V. I. Arnold’s Mathematical Methods of Classical Mechanics (Springer, 1989) provides a contemporary approach to classical mechanics. We follow the presentation here but modify it to six dimensions of space-time.
1 The principles of relativity and determinacy
A series of experimental facts is at the basis of classical mechanics. We list some of them.
A Geometry and order
Space and time are both three-dimensional and Euclidean.
B Galileo’s principle of relativity
There exist basic coordinate systems possessing the following two properties:
- All the laws of motion are in all cases the same in all basic coordinate systems.
- All coordinate systems in uniform rectilinear motion with respect to a basic one are themselves basic coordinate systems.
In other words, if a coordinate system attached to the earth is basic, then an experimenter on a train which is moving uniformly in a straight line with respect to the earth cannot detect the motion of the train by experiments conducted entirely inside their car.
In reality, the coordinate system associated with the earth is only approximately basic. Coordinate systems associated with the sun, the stars, etc. are more nearly basic.
C Newton’s principle of determinacy
The initial state of a mechanical system (the totality of positions and motions of its points at some index of events) uniquely determines all of its motion.
It is hard to doubt this fact, since we learn it very early. One can imagine a world in which to determine the future of a system one must also know the change of motion of the initial state, but experience shows us that our world is not like this.
2 The Galilean group and Newton’s equations
We denote the set of all real numbers by ℜ. We denote by ℜn an n-dimensional real vector space.
Affine n-dimensional space An is distinguished from ℜn in that there is “no fixed origin.” The group ℜn acts on An as the group of parallel displacements:
a → a + b, a ∈ An, b ∈ ℜn, a + b ∈ An.
[Thus the sum of two points of An is not defined, but their difference is defined and is a vector in ℜn.]

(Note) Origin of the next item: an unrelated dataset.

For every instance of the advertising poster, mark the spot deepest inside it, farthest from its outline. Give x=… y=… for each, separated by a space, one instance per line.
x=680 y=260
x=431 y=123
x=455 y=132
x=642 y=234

A Euclidean structure on the vector space ℜn is a positive definite symmetric bilinear form called a scalar product. The scalar product enables one to define the metric
ρ(x, y) = || x − y || = √(x − y, x − y)
between points of the corresponding affine space An. An affine space with this metric function is called a Euclidean space and is denoted by En.
B Galilean structure
The Galilean space-time structure consists of the following three elements:
1. The universe—a six-dimensional affine space A6. The points of A6 are called world points or events. The parallel displacements of the universe A6 constitute a vector space ℜ6.
2. Order—a linear mapping r: ℜ6 → ℜ from the vector space of parallel displacements of the universe to the real “order axis.” The order interval from event a ∈ A6 to event b ∈ A6 is the number from the mapping r(b − a). If r(b − a) = 0, then the events a and b are called simulordinate.
The set of events simulordinate with a given event forms a three-dimensional affine subspace in A6. It is called a space of simulordinate events A3.
The kernel of the mapping r consists of those parallel displacements of A6 which take some (and therefore every) event into an event simulordinate with it. This kernel is a three-dimensional linear subspace ℜ3 of the vector space ℜ6.
The Galilean structure includes one further element.
3. The metric between simulordinate events
ρ(a, b) = || a − b || = √(a − b, a − b) a, b ∈ A3
is given by a scalar product on the space ℜ3. This metric makes every space of simulordinate events into a three-dimensional Euclidean space E3.
A space A6, equipped with a Galilean space-time structure, is called a Galilean space.
One can speak of two event occurring simulordinately in different zones, but the expression “two non-simulordinate events a, b ∈ A6 occurring at one and the same zone in three-dimensional space” has no meaning as long as we have not chosen a coordinate system.
The Galilean group is the group of all transformations of a Galilean space which preserve its structure. The elements of this group are called Galilean transformations. Thus, Galilean transformations are affine transformations of A6 which preserve intervals of order and the metric between simulordinate events.
Let M be a set. A one-to-one correspondence φ1 : M → ℜ3 × ℜ3 is called a Galilean coordinate system on the set M. A coordinate system φ2 moves uniformly with respect to φ1 if φ1 • φ2−1 : ℜ3 × ℜ3 → ℜ3 × ℜ3 is a Galilean transformation. The Galilean coordinate systems φ1 and φ2 give M the same Galilean structure.